The ICC also accused him of being responsible for war crimes committed in Ukraine.
But the Russian government spokesperson says arrest warrant has ‘no significance whatsoever’ – Reuters
Moscow has repeatedly denied accusations of atrocities during its one-year invasion of its neighbour. A spokesperson for Russia’s Foreign Ministry said the arrest warrant had “no significance whatsoever.”
“The decisions of the International Criminal Court have no meaning for our country, including from a legal point of view,” spokesperson Maria Zakharova said on her Telegram channel. “Russia is not a party to the Rome Statute of the International Criminal Court and bears no obligations under it.”
The ICC issued the warrant for Putin’s arrest on suspicion of unlawful deportation of children and unlawful transfer of people from the territory of Ukraine to the Russian Federation.
Putin is only the third serving president to have been issued an ICC arrest warrant, after Sudan’s Omar al-Bashir and Libya’s Moammar Gadhafi.
Separately, the court issued warrants for Maria Alekseyevna Lvova-Belova, Russia’s commissioner for children’s rights, on the same charges.
The court’s president, Piotr Hofmanski, said in a video statement that while the ICC’s judges have issued the warrants, it will be up to the international community to enforce them. The court has no police force of its own to enforce warrants.
“The ICC is doing its part of work as a court of law. The judges issued arrest warrants. The execution depends on international co-operation.”
Kremlin spokesperson Dmitry Peskov said Russia found the very questions raised by the ICC “outrageous and unacceptable,” and that any decisions of the court were “null and void” with respect to Russia.
Canada’s Foreign Affairs Minister, Mélanie Joly, said she welcomed the warrants in light of Putin’s and Lvova-Belova’s “alleged roles in the egregious scheme to deport Ukrainian children to Russia.”
A possible trial of any Russians at the ICC remains a long way off, as Moscow does not recognize the court’s jurisdiction and does not extradite its nationals.
However, the warrant means that Putin could be arrested and sent to The Hague if he travels to any ICC member states.
Ukraine also is not a member of the court, but it has granted the ICC jurisdiction over its territory and ICC prosecutor Karim Khan has visited four times since opening an investigation a year ago.
Senior Ukrainian officials applauded the ICC decision, with the country’s Prosecutor General Andriy Kostin hailing it as “historic for Ukraine and the entire international law system.”
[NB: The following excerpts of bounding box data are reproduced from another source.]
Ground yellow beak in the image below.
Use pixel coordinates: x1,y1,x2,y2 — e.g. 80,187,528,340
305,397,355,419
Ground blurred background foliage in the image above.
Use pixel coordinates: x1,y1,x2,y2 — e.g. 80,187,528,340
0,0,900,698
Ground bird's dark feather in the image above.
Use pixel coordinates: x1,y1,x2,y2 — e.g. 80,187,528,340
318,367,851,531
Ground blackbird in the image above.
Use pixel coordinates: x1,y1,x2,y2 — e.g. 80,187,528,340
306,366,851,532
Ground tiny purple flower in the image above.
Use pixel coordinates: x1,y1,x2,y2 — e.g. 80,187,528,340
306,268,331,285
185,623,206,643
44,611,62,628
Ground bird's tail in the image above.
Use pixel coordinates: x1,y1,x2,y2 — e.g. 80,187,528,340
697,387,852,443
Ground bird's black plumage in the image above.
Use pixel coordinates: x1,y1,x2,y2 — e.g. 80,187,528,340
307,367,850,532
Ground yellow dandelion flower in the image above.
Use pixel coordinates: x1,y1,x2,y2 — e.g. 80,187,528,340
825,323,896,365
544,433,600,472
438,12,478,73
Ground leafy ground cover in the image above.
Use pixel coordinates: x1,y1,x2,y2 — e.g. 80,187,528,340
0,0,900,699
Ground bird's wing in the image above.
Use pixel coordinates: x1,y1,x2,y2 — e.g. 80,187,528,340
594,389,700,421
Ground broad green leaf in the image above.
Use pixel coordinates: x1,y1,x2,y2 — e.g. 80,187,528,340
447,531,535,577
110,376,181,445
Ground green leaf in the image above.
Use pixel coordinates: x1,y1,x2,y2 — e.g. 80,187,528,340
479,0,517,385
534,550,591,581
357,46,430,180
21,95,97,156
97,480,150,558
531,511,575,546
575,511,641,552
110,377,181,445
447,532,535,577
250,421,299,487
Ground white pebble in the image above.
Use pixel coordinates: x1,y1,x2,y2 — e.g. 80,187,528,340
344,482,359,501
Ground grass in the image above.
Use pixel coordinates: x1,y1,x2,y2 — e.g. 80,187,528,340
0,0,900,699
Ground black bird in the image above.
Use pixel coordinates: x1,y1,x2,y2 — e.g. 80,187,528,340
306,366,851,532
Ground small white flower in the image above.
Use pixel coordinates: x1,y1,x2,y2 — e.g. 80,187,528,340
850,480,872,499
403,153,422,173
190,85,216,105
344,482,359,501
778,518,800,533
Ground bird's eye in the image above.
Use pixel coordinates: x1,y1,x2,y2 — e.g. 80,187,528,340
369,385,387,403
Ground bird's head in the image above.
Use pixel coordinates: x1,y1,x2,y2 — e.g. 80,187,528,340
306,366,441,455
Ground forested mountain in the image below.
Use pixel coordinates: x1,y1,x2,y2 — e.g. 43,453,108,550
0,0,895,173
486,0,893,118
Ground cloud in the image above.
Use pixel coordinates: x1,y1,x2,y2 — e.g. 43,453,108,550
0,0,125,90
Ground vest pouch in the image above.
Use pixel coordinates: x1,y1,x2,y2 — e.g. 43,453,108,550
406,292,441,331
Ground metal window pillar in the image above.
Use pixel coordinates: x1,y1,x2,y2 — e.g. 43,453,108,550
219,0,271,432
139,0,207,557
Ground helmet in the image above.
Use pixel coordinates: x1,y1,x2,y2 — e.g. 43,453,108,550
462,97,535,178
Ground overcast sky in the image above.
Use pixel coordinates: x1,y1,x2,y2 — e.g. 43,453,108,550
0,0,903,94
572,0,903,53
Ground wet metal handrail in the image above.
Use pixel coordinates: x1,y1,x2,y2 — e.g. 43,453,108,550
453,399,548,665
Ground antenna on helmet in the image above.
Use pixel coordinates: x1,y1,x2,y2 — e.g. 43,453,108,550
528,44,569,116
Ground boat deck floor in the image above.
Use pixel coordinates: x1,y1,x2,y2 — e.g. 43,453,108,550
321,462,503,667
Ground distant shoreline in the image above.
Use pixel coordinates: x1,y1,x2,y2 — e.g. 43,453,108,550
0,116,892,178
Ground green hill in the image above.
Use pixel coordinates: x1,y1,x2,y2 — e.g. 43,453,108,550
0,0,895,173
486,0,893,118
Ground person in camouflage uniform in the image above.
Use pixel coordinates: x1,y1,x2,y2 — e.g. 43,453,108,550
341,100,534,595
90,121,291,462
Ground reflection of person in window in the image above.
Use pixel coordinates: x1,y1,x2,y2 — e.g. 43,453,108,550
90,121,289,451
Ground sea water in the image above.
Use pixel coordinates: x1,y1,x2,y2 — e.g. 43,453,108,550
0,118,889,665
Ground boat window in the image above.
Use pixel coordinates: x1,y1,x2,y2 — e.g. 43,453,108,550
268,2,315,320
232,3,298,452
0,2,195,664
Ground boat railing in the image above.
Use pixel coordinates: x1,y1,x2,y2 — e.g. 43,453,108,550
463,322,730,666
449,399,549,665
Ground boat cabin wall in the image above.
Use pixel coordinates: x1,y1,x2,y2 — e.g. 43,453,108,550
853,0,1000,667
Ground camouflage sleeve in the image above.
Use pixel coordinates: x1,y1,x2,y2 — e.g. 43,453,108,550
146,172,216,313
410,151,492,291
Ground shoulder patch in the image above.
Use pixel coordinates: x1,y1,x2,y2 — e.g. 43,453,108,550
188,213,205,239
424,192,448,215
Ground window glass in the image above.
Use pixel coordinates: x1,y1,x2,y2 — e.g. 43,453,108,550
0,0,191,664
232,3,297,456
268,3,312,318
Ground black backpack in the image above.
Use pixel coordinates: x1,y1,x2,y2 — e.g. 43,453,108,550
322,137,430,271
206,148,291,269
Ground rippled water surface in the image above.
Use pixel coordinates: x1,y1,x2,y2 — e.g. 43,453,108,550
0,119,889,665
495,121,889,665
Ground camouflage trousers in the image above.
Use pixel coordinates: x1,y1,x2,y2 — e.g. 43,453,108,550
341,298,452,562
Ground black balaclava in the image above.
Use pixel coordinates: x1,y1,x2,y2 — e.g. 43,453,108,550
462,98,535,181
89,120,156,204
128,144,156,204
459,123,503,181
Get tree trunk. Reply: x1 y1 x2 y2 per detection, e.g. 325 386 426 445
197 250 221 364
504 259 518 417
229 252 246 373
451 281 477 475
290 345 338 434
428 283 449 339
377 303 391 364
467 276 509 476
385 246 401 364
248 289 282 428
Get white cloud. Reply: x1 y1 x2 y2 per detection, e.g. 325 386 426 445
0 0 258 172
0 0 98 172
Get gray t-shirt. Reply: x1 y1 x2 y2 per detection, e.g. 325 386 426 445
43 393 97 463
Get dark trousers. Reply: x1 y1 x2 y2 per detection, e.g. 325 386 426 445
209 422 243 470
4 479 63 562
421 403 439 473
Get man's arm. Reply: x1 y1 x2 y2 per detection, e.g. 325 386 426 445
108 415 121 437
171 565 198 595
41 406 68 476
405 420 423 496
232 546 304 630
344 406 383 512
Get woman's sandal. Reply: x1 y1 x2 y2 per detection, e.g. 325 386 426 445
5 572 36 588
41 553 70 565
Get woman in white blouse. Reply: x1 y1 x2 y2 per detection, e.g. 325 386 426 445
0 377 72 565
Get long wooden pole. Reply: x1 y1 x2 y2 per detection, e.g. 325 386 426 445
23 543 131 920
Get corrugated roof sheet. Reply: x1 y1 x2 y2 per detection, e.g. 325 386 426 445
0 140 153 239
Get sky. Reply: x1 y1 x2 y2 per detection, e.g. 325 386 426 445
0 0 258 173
Andriy Yermak, chief of the presidential staff, said that issuing the warrant was “only the beginning.”
The ICC said that its pre-trial chamber found “reasonable grounds to believe” Putin and Lvova-Belova are responsible for “the war crime of unlawful deportation … in prejudice of Ukrainian children.”
On Thursday, a UN-backed inquiry cited Russian attacks against civilians in Ukraine, including systematic torture and killing in occupied regions, among potential issues that amount to war crimes and possibly crimes against humanity.
The UN has released a report detailing a horrific range of alleged war crimes committed during Russia’s invasion of Ukraine. But for the international criminal justice system, establishing the facts is only the first challenge.
The sweeping investigation also found crimes committed against Ukrainians on Russian territory, including deported Ukrainian children who were prevented from reuniting with their families, a “filtration” system aimed at singling out Ukrainians for detention, and torture and inhumane detention conditions.